Der eigene Webshop schlägt die Plattform
Ein zweiter strategischer Hebel ist der Vertriebskanal. Neben der Präsenz auf Lieferplattformen betreibt das Unternehmen einen eigenen Webshop, in dem exklusive Kreationen angeboten werden, die es auf den Plattformen bewusst nicht gibt. Dahinter steht mehr als ein Sortiments-Gimmick: Der Direktkanal senkt die Abhängigkeit von Provisionen, sichert die Kundendaten im eigenen Haus und schafft Anreize, direkt zu bestellen.
Für Startups ist das eine vertraute Logik. Die direkte Kundenbeziehung im E-Commerce oft als Direct-to-Consumer beschrieben kann Marge und Kundenbindung zugleich stärken.
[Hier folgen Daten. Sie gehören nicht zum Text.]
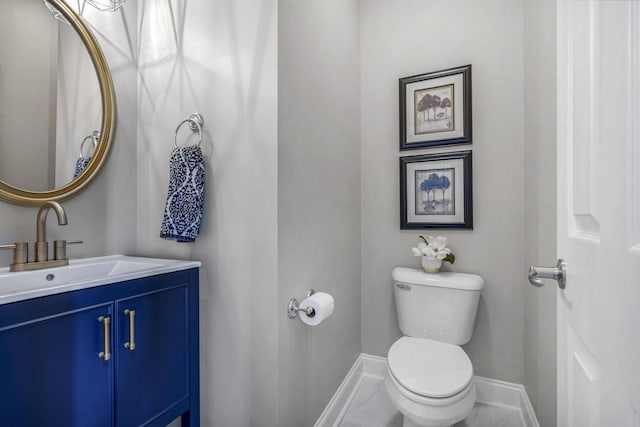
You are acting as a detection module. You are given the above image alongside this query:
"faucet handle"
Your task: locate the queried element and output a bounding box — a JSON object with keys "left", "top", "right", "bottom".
{"left": 53, "top": 240, "right": 83, "bottom": 261}
{"left": 0, "top": 242, "right": 29, "bottom": 265}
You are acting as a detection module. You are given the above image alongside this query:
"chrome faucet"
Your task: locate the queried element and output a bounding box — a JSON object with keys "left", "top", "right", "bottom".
{"left": 36, "top": 201, "right": 68, "bottom": 262}
{"left": 0, "top": 201, "right": 82, "bottom": 272}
Dass ein lokaler Lieferdienst dieses Prinzip konsequent umsetzt, zeigt, wie übertragbar Plattform-Emanzipation über Branchengrenzen hinweg ist.

Zwei Touchpoints, zwei Kundensegmente
Ergänzend zum Liefergeschäft setzt das Unternehmen auf eine physische Präsenz: Im Fusions-Restaurant Tachibana Royal in Neuss lassen sich die Kreationen vor Ort erleben. Diese Doppelstrategie bedient unterschiedliche Bedürfnisse schnelle Lieferung nach Hause auf der einen Seite, Gastronomie-Erlebnis auf der anderen. Aus unternehmerischer Sicht entstehen so zwei Touchpoints, die dieselbe Produktionskompetenz nutzen, aber verschiedene Kundensegmente ansprechen und die Marke breiter verankern.
Was Gründer daraus mitnehmen können
Das Beispiel liefert kein Rezept für schnelles Kapitalwachstum, sondern für robustes, kontrolliertes Wachstum aus eigener Kraft. Drei Prinzipien lassen sich abstrahieren: Erstens kann der Besitz der Vorstufen einer Wertschöpfungskette Qualität und Marge gleichzeitig absichern. Zweitens verschiebt ein eigener Direktkanal die Machtbalance weg von Plattformen und hin zum Unternehmen. Drittens erschließen mehrere, aufeinander abgestimmte Touchpoints zusätzliche Kundensegmente, ohne die Kernkompetenz zu verwässern.
Gerade im gesättigten Food-Delivery-Segment zeigt dieser Fall, dass eine klare Positionierung und ein durchdachtes Betriebsmodell mehr wiegen können als reine Reichweite. Nicht jedes Unternehmen muss auf Risikokapital und maximale Skalierung setzen manchmal liegt die überzeugendere Gründerstory in der stillen Beherrschung der eigenen Lieferkette.